The Normal Christian Life, Tyndale House 1957/1977, 128

Tempted into Independence

5 Dec

The object of temptation is always to get us to do something… Satan’s temptations are not designed primarily to make us do something particularly sinful, but merely to cause us to act in our energy; and as soon as we step out of our hiding-place to do something on that basis, he has gained the victory over us.

Watchman Nee

The Normal Christian Life, Tyndale House 1957/1977, 178

Sit, Walk, Stand

28 Jun

The Christian life consists of sitting with Christ, walking by him and standing in him. We begin our spiritual life by resting in the finished work of the Lord Jesus. That rest is the source of our strength or a consistent and unfaltering walk in the world. And at the end of a grueling warfare with the hosts of darkness we are found standing with him at last in triumphant possession of the field.

Watchman Nee

Sit, Walk, Stand, Tyndale House, 1957/1977, 78

In Christ Alone

6 Mar

Death is weakness produced to its utter extremity… Death means utter weakness; it means you are weak to such a point you can become no weaker… ‘O wretched man that I am!’ cried Paul, ‘who shall deliver me out of the body of this death?’ and it is good anyone cries out as he did. There is nothing more musical in the ears of the Lord. This cry is the most spiritual and the most scriptural cry a man can utter. He only utters it when he knows he can do nothing, and gives up making any further resolutions. Up to this point, every time he failed, he made a new resolution and doubled and redoubled his will-power…

Bible reading and prayer are not wrong, and God forbid that we should suggest that they are, but it is wrong to trust even in them for victory. Our help is in him who is the object of that reading and prayer. Our trust must be in Christ alone.

Watchman Nee

The Normal Christian Life, Tyndale House, 1957/1977, 170-1

Who’s the Wretched Man?

28 Feb

Though the Law in itself is all right, it will be all wrong if it is applied to the wrong person. The ‘wretched man’ of Romans 7 tried to meet the claims of God’s law himself, and that was the cause of his trouble. The repeated use of the word ‘I’ in this chapter gives the clue to the failure.

Watchman Nee

The Normal Christian Life, Tyndale House, 1957/1977, 169

Manifest Weakness

27 Jan

The trouble in Romans 7 is that man in the flesh tried to do something for God. As soon as you try to please God in that way, then you place yourself under law, and the experience of Romans 7 begins to be yours… No, there is nothing wrong with the Law, but there is something decidedly wrong with me. The demands of the Law are righteous, but the person on whom the demands are made is unrighteous…

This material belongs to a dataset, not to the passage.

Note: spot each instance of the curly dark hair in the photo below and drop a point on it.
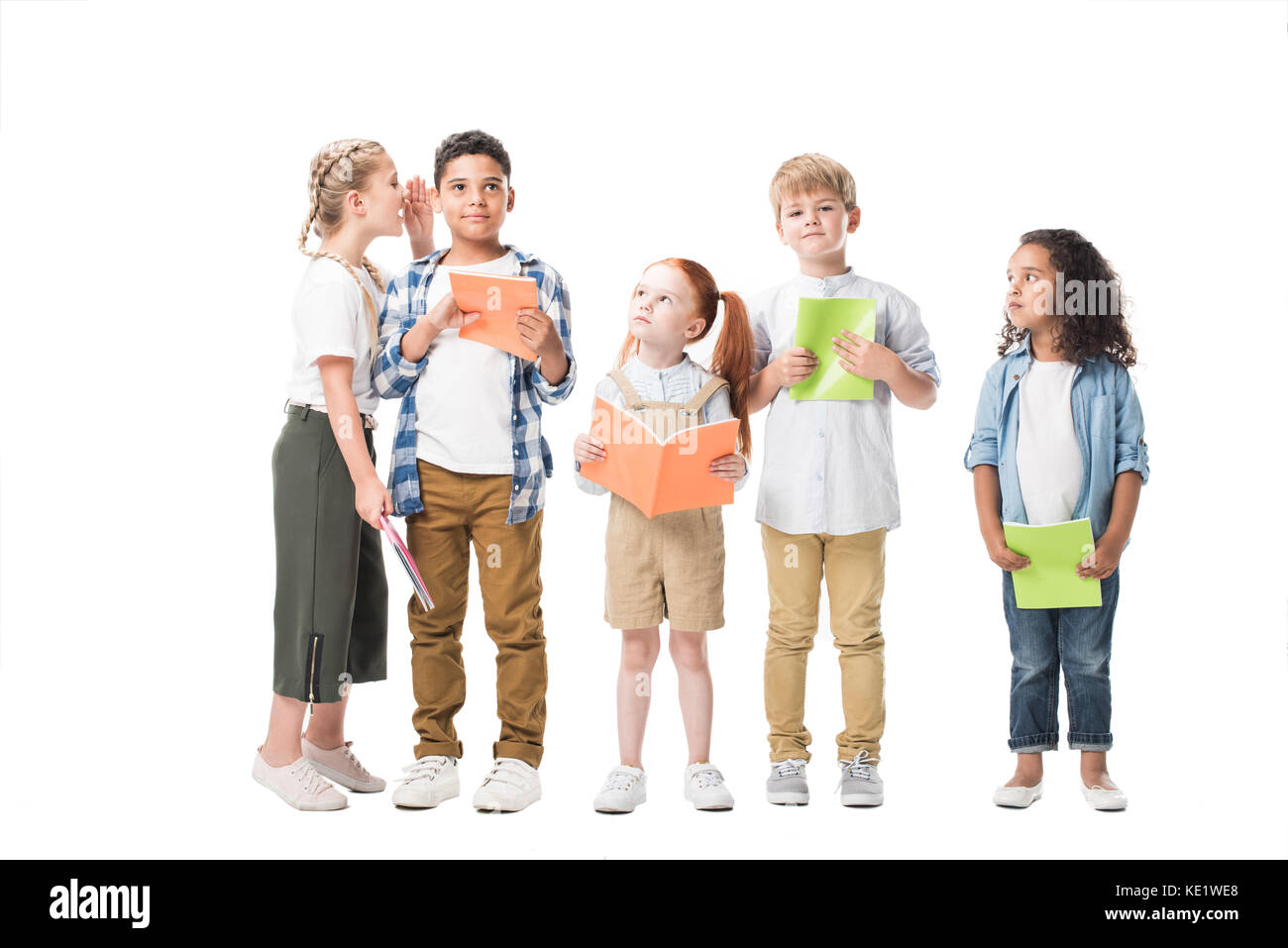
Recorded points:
(1096, 325)
(472, 142)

We are all sinners by nature. If God asks nothing of us, all seems to go well, but as soon as he demands something of us, the occasion is provided for a grand display of our sinfulness. The Law makes our weakness manifest…

God knows who I am; he knows that from head to foot I am full of sin; he knows that I am weakness incarnate; that I can do nothing. The trouble is that I do not know it… God must bring us all to the place where we see that we are utterly weak and helpless.